Quality of Julia code and speed - is this stressed enough?

Quoting @jeff.bezanson’s answer from Julia vs R vs Python - #90 by jeff.bezanson :

This is an interesting point, and I agree with it — I like to think Julia has many selling points, and we should trumpet all of them. However, in practice, it is very hard to get anybody to adopt a new language. Performance is one of the few or only things that gets people’s attention. The other big thing, of course, is library support, but any new language will always have fewer libraries than existing languages, so that can’t be an initial reason to adopt a new language.

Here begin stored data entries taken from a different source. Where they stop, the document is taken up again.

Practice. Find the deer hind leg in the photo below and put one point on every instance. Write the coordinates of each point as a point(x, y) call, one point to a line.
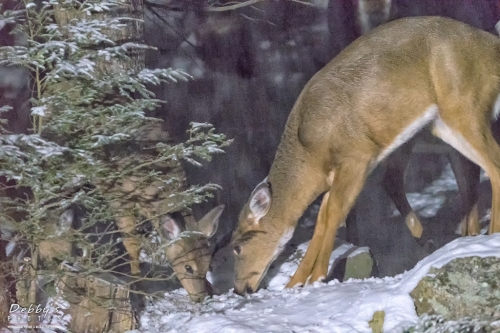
point(132, 243)
point(307, 263)
point(346, 186)
point(393, 183)
point(467, 176)
point(473, 138)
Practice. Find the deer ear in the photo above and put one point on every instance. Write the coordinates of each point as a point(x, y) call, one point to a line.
point(170, 227)
point(260, 200)
point(209, 223)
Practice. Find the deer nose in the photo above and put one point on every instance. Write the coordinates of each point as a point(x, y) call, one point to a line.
point(208, 287)
point(243, 290)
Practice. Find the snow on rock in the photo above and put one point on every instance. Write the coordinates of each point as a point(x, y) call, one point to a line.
point(334, 307)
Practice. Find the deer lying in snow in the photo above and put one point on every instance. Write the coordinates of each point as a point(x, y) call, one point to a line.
point(185, 244)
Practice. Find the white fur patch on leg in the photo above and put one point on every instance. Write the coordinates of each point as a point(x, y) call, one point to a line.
point(429, 115)
point(457, 141)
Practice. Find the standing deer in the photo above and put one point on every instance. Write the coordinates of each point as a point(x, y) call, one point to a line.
point(374, 96)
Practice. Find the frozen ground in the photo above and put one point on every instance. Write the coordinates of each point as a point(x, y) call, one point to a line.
point(333, 308)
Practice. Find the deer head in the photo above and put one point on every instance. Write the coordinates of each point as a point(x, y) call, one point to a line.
point(189, 250)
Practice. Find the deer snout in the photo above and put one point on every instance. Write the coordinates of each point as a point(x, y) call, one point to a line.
point(243, 289)
point(198, 289)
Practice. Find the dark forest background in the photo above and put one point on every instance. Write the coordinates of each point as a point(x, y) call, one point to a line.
point(249, 65)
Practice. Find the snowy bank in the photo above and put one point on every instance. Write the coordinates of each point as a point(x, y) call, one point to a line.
point(334, 307)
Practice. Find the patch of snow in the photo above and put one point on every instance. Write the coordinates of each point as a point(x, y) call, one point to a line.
point(334, 307)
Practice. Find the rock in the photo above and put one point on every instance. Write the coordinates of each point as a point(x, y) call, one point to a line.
point(377, 322)
point(464, 288)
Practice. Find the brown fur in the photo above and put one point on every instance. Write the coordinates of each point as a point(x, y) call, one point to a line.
point(348, 118)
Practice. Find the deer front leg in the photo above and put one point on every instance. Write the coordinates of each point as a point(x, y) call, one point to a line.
point(307, 263)
point(347, 184)
point(467, 175)
point(126, 225)
point(393, 184)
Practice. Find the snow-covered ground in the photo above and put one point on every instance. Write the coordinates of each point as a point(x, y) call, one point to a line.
point(334, 307)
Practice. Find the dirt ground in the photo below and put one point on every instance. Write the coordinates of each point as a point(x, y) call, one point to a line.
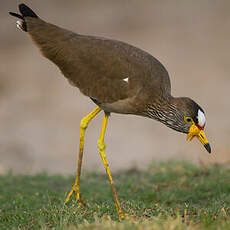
point(40, 112)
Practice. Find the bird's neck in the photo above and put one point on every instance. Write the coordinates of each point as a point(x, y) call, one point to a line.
point(168, 112)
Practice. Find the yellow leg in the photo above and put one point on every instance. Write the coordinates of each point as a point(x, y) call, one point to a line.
point(101, 148)
point(76, 187)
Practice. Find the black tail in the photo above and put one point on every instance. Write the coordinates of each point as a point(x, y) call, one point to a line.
point(25, 12)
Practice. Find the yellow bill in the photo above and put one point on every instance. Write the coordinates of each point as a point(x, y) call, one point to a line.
point(194, 131)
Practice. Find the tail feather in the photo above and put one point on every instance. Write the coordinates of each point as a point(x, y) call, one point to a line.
point(25, 12)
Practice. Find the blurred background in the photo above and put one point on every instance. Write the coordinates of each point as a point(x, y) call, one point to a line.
point(40, 112)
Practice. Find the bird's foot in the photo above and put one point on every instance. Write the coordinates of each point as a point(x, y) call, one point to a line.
point(77, 195)
point(125, 216)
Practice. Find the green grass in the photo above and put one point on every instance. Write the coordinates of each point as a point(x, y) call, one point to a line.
point(165, 196)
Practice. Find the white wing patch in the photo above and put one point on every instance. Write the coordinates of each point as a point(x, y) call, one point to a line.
point(201, 118)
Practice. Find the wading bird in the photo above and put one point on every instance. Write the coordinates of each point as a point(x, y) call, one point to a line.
point(119, 78)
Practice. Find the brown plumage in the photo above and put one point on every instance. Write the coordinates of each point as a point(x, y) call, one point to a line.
point(118, 77)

Anyway, try convincing somebody that language X has a nicer syntax or is easier to use than language Y. They won’t believe you, and even if they do it’s not really compelling enough to go through the difficulty of switching. Or try the default pitch of most research languages, which is that they will catch more errors at compile time. Well, it’s quite evident that a large percentage of programmers simply don’t care about that. But if you can take something that runs overnight and make it run in a minute, you have a real painkiller. If somebody doesn’t have any code that takes a while to run, getting them to switch languages might be impossible.

Performance is actually special. It’s not just another feature. All languages are Turing-complete so you can write anything in any of them. Performance is one of the only meaningful ways you can hit a wall with a language and not be able to do something.